Recently, Nestlé released its full-year 2025 financial results. The company reported total revenue of CHF 89.49 billion (approximately RMB 774 billion), down 2% year-on-year, while net profit fell 17% to CHF 9.03 billion. In Greater China, sales reached CHF 4.88 billion, with organic growth of –6.4%.
![]()
In the pet care segment, Nestlé generated CHF 18.41 billion in revenue (over RMB 158 billion), accounting for 20.6% of total group sales and making it the company’s second-largest business division. Compared with CHF 18.88 billion in 2024, pet care revenue declined 2.5%, marking its first drop after several consecutive years of growth.
![]()
The pet care division posted an operating margin of 20.69%, slightly lower than 21.49% in 2024. Despite the decline, profitability remained strong—second only to the dairy and ice cream division (22.21%) and well above the group average margin of 14.16%.

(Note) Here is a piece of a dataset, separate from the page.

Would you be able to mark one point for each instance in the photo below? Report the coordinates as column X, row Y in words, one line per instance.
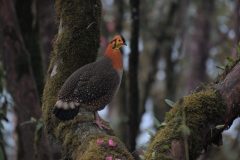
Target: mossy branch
column 194, row 121
column 75, row 45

Nestlé stated that it will continue to focus on its three global growth engines—coffee, pet care, and nutrition—which together account for around 70% of total sales. The company also maintains leadership positions in several food and confectionery categories across regional markets.
![]()
Regionally, the Asia, Oceania and Africa (AOA) zone recorded organic growth of 3.2% in 2025, with broad-based growth across markets excluding Greater China. Due to deflationary pressures and channel inventory adjustments, sales in Greater China declined. Excluding Greater China, AOA delivered organic growth of 6.1%, driven by 2.3% real internal growth and 3.8% pricing. In contrast, Greater China posted organic growth of –6.4%, with real internal growth of –4.5% and pricing of –1.9%.
![]()
CEO Laurent Freixe stated that the 2025 results were encouraging, reflecting the effectiveness of targeted actions taken amid a challenging external environment. All regions and global businesses achieved positive real internal growth. Increased marketing investment supported a 16.1% underlying trading operating profit margin and generated CHF 9.2 billion in free cash flow, with growth metrics and market share improving in the second half of the year.